I can't work out how best to get a single shot out.


----------



## MildredM (Feb 13, 2017)

For friends who don't appreciate (so called) 'strong' coffee (their words, not mine) I just split the shot.


----------



## Mrboots2u (May 10, 2013)

Holmes said:


> I use 18g of grounds and extract 36g of espresso in the double basket.
> 
> I like this taste but it is quite strong and if a guest comes for a coffee it might be too strong. To make it weaker (single shot) should I use less grounds? So say 9g grounds and extract 18g espresso or is it better to still use 18g grounds and extract 18g espresso?
> 
> I can't work out how best to get a single shot out.


Split the shot or add more milk . 18 g into 18 g is stronger .

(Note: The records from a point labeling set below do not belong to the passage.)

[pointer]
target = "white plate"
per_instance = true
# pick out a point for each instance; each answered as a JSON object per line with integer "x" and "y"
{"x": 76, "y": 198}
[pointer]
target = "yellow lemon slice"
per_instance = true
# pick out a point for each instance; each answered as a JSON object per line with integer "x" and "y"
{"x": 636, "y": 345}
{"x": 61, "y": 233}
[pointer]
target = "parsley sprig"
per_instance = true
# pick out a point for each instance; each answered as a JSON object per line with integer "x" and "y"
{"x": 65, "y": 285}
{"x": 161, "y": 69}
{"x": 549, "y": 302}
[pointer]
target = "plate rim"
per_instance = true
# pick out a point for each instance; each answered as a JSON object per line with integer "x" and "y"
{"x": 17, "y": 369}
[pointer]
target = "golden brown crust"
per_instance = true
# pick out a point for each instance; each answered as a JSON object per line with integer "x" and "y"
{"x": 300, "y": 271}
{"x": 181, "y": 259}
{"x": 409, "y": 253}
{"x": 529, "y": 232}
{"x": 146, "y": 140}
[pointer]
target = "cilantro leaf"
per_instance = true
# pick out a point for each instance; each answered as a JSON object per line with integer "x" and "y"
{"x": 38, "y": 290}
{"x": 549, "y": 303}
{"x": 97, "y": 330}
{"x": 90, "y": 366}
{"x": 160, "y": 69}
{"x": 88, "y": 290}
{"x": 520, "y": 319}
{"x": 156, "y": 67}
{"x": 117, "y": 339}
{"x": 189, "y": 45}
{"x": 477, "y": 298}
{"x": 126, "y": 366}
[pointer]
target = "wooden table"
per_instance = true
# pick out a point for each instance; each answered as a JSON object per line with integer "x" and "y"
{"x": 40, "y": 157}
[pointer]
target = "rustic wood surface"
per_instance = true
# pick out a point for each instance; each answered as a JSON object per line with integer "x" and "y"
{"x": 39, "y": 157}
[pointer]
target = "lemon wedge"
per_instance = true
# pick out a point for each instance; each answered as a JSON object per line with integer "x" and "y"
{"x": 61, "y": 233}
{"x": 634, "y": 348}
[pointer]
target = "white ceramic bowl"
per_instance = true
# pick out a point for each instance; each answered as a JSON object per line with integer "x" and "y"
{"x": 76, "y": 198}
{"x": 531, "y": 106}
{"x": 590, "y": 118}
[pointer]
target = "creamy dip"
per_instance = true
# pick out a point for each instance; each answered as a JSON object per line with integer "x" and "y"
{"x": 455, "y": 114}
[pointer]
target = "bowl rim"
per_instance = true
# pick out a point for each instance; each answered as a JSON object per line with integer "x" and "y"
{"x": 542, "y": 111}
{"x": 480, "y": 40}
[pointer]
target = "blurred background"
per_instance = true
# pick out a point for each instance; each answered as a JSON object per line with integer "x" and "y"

Strength is ratio of coffee to water .

18g into 50 g would be a bigger shot but weaker as you have put more water into the same amount of coffee .

Up to you either split the shot or use a bigger cup and dilute with more milk or tell em to man up a bit .


----------



## Kyle T (Jan 6, 2016)

Yeah I would normally split the shot too. I did that recently when my mum wanted a coffee. Just popped two espresso cups under the portafilter giving me a single shot in each and then just added milk as normal. I had the other as there is no point wasting.


----------